Séance du mercredi 29 janvier 2003 à l’Académie des Beaux-arts

Extraits choisis :

(…) je suis plus à mon aise dans le silence de l’atelier, ou dans une communication orale spontanée faite d’inspiration, d’exemples et de partage passionné avec mes élèves. J’essaie de consacrer le plus clair de mon temps au dessin et à la peinture. La présence au monde, où je trouve le plus d’accord avec moi-même, passe par la main et le regard, et si tout va bien, quelquefois par une certaine grâce qui unifie le geste et le cœur.

Les problèmes de conservation et de restauration dans les musées ne seront pas abordés, ni les questions posées par la course à la rentabilité qui obère souvent le devoir de préservation sereine des œuvres (…) L’éthique de la conservation devrait considérer que les œuvres ne sont ni des objets de consommation courante, ni des objets archéologiques, mais des traces de vie dans l’union supérieure du cœur et de l’esprit.

Je commencerai donc par le volet historique, sans remonter toutefois jusqu’à Saint Louis, avec la construction de la Sainte-Chapelle, ni même à Charles V et à ses fabuleuses collections de Vincennes et de Paris, qui constituent l’embryon des collections royales (…) Durant la Révolution, David siège à la Convention et donne son avis sur les beaux-arts. Il choisit, entre autres, même si c’est un peu anecdotique, l’ordre de la disposition des couleurs nationales à partir de la hampe des drapeaux. Son influence jusqu’à la fin de l’Empire sur l’enseignement et sur les arts est considérable. Parallèlement l’aventure se poursuit, avec Vivant Denon, lui-même peintre estimable. Sous Napoléon III, le surintendant Nieuwerkerke est un sculpteur reconnu. En 1861, Delacroix est rapporteur d’une commission initiée par le ministre de l’Éducation sur l’enseignement du dessin. Pendant la Commune, Courbet réunit à l’École de médecine 400 artistes qui se constituent en fédération. Cette fédération prend pour « base » la libre expansion de l’art, dégagé de toute tutelle gouvernementale et de tous privilèges, l’égalité des droits entre tous les membres de la fédération, l’indépendance et la dignité de chaque artiste mises sous la sauvegarde de tous par la création d’un comité élu au suffrage universel des artistes. Les statuts de la fédération veulent empêcher la mainmise d’une secte ou d’une chapelle sur sa direction. Ce gouvernement du monde des arts par les artistes a eu pour mission la conservation des  trésors du passé, la mise en œuvre et en lumière de tous les éléments du présent ; la régénération de l’avenir par l’enseignement.

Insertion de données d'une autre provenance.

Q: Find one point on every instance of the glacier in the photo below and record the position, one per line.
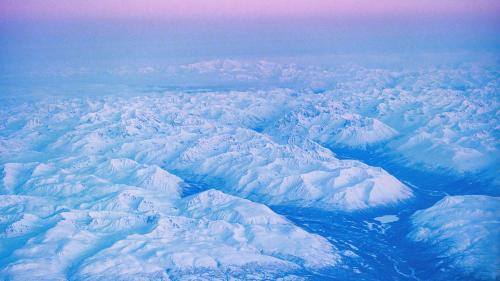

C’est à partir de la deuxième partie du XXe siècle que le pouvoir, avec la création du ministère de la Culture, a tout fait pour retirer aux artistes et aux associations d’artistes, dont la vôtre, leur rôle et leur expertise dans la définition et les choix de la politique culturelle. Il n’y a plus aujourd’hui qu’une poignée d’artistes chéris du système qui participent comme figurants à l’organisation d’un marché institutionnel complètement déconnecté de la réalité de l’art vivant en France. Les rapports parlementaires nationaux et les échos venant de l’étranger démontrent que cette politique est un échec pour l’art et les artistes français.

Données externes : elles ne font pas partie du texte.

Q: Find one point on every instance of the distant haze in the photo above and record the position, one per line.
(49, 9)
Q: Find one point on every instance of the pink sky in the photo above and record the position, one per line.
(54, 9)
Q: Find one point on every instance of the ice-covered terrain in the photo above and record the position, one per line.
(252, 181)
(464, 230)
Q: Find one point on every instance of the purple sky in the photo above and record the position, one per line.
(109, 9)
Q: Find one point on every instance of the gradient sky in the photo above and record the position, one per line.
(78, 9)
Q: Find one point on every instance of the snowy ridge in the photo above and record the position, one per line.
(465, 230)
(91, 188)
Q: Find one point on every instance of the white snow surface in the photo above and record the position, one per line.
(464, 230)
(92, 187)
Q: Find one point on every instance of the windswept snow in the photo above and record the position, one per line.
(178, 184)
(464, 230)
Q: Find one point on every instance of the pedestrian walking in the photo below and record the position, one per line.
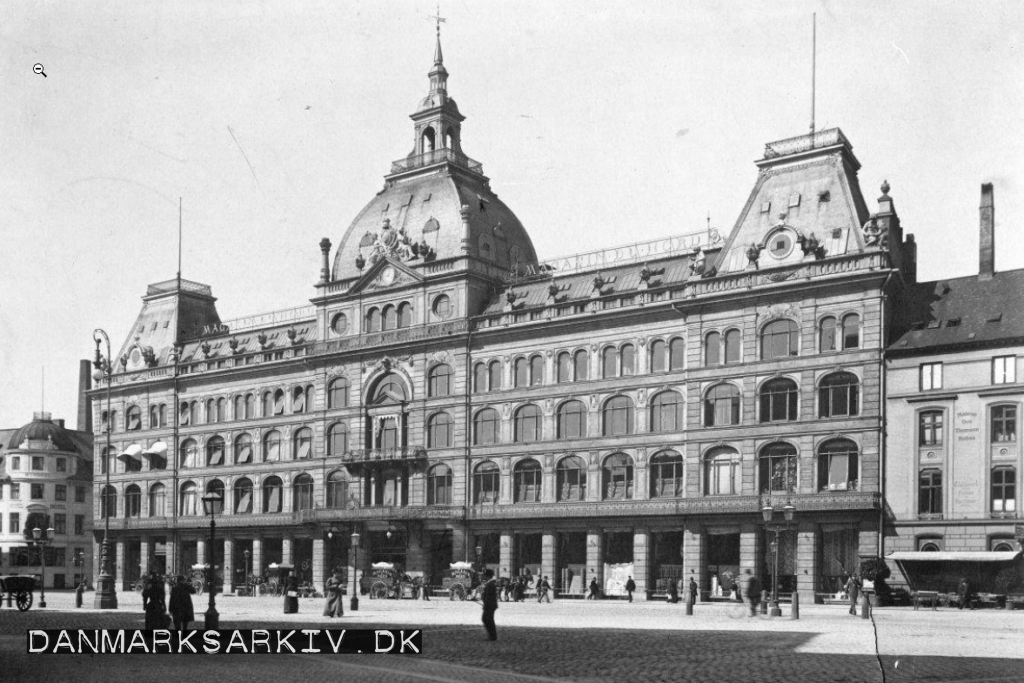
(181, 607)
(853, 591)
(543, 590)
(489, 603)
(334, 606)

Rémy Aron, huile sur toile

Rémy Aron, huile sur toile

Pour que vous compreniez comment se sont forgées mes convictions, je souhaite vous indiquer rapidement quelques éléments de mon parcours personnel et de ma formation. Je suis entré à l’École des beaux-arts à 18 ans (…) J’en sortis diplômé deux ans plus tard (…) Une heureuse providence me fit croiser Stanislas Fumet et presque en même temps Roger Plin en traînant, les oreilles aux aguets, au cours Yvon. Ce cours Yvon, malheureusement détruit, était un lieu irremplaçable, la plaque tournante de l’école du dessin. Enfin Jean Bertholle m’éveilla à une approche de la couleur. Ces trois penseurs et artistes furent des initiateurs fabuleux que j’ai aimés jusqu’à leur mort. Je dois leur rendre l’hommage de tant de plaisirs que je voulais le dire ici afin de vous expliquer dans quelle terre sont plantées les racines de mon engagement. Cette initiation a nourri mon centre de gravité, mon équilibre, et fortifié mon désir. J’ai acquis à côté d’eux la conviction forte qu’il fallait agir pour que tous puissent participer à la découverte fabuleuse, enthousiasmante et vivante de la lumière et à la joie profonde de la délectation en art.

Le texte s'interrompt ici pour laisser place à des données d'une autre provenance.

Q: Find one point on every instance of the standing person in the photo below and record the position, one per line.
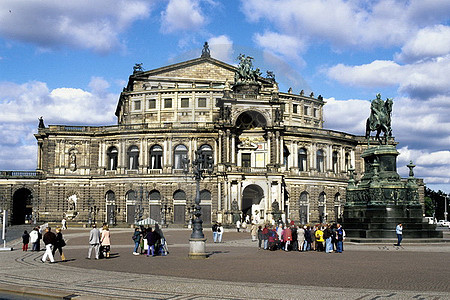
(162, 241)
(25, 240)
(214, 229)
(294, 236)
(33, 239)
(266, 236)
(319, 239)
(94, 242)
(260, 237)
(64, 224)
(137, 240)
(287, 237)
(399, 231)
(300, 238)
(105, 240)
(339, 238)
(327, 237)
(49, 241)
(38, 242)
(254, 232)
(219, 233)
(308, 239)
(151, 240)
(60, 243)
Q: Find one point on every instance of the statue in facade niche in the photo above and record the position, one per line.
(245, 72)
(41, 122)
(205, 51)
(138, 68)
(380, 118)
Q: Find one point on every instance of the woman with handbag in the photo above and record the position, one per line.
(59, 244)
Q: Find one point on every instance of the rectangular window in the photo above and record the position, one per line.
(201, 102)
(246, 159)
(137, 105)
(184, 102)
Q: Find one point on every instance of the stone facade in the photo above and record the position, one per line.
(268, 147)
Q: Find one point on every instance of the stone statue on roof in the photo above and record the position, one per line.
(245, 72)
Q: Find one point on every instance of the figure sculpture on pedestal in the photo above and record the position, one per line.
(380, 118)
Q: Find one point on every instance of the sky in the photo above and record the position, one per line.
(68, 61)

On peut affirmer sans se tromper que l’État n’a pas à imposer de choix esthétiques, ni en favorisant le concept du mouvement et de la rupture, ni en mettant en place dans les écoles et dans les universités les tenants des idéologies dites d’avant-garde. La mission de l’État culturel devrait être l’écoute, l’ouverture et le service, car personne ne peut prétendre savoir ce que l’histoire retiendra de notre temps. L’autre principe est de remettre les artistes au centre de l’action de l’État en définissant de nouvelles représentativités, afin que l’action publique soit au service de la diversité culturelle, et donc de la diversité esthétique.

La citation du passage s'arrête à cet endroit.